Love 2 & 4, which you should use together. I’ve received t-shirts (nice ones) that I am still wearing years later and I get questions about the companies that require me to advertise for them each time. That cheap, chintzy crap I’ve received over the years? Gone. So up your quality to really be effective.
Points 2 & 7 are 100% worthwhile in our experience. Absolutely everyone loves something for nothing so the possibility of winning a prize or being given something for free, just for sharing a picture on Facebook or Twitter is a no-brainer! Adding Snapchat into the mix makes it fun & keeps it current.

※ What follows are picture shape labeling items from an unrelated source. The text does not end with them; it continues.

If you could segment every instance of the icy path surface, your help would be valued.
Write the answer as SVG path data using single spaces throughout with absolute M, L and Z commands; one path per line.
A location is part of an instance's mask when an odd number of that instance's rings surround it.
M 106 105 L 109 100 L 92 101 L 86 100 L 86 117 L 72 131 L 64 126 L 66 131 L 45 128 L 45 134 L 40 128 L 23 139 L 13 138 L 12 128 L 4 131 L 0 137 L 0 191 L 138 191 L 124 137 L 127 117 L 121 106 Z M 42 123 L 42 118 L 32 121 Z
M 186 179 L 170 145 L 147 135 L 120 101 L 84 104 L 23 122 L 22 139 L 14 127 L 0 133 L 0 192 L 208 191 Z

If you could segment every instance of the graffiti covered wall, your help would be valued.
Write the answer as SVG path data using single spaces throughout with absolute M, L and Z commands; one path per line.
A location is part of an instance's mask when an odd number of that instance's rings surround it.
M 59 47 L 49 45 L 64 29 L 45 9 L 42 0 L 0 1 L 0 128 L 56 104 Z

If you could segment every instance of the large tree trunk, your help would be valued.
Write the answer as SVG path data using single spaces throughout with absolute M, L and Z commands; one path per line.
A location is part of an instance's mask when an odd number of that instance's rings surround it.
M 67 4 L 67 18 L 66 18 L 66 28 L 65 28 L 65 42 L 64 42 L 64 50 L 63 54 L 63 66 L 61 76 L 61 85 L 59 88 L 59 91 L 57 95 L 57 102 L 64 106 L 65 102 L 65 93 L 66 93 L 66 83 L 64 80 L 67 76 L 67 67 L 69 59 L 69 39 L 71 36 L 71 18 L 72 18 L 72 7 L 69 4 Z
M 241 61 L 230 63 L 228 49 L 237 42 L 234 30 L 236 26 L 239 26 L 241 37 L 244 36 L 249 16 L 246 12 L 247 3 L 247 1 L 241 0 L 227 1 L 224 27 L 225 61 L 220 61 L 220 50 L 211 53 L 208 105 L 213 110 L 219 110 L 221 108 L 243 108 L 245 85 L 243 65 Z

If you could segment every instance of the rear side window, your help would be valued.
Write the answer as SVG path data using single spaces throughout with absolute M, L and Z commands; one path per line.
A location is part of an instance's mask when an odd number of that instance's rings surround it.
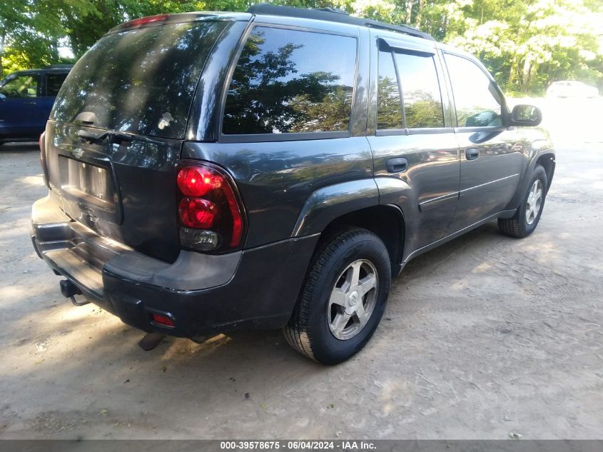
M 444 113 L 433 56 L 380 51 L 377 129 L 435 127 L 444 127 Z
M 66 73 L 46 74 L 46 96 L 56 96 L 66 76 Z
M 222 133 L 347 131 L 356 39 L 257 26 L 228 88 Z
M 105 36 L 71 69 L 51 119 L 71 122 L 89 111 L 96 127 L 183 138 L 201 70 L 226 24 L 166 24 Z
M 442 96 L 433 56 L 396 54 L 408 129 L 444 126 Z
M 445 54 L 452 84 L 459 127 L 502 125 L 501 99 L 494 84 L 475 63 Z
M 379 52 L 377 81 L 377 129 L 402 129 L 402 102 L 392 53 Z
M 37 97 L 38 76 L 19 75 L 7 79 L 0 87 L 0 93 L 6 97 Z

I’m a B2B event promoter and I love #3 focusing on the Individual Connections; I always sent up the connections at events, particularly at the events that I give. I know all of the guests who are attending; what they do and who they are looking to connect with before they arrive. #7 is a staple at events; Must get attendees involved, and they love it and will always have a positive experience to speak about when they think about the event. Great article!
Your swag bag should create lasting brand awareness for the advertiser and a memorable experience for the recipient. The imprinted promotional items needn’t be expensive however they should be practical and be relevant to event and fit within the company’s marketing mix.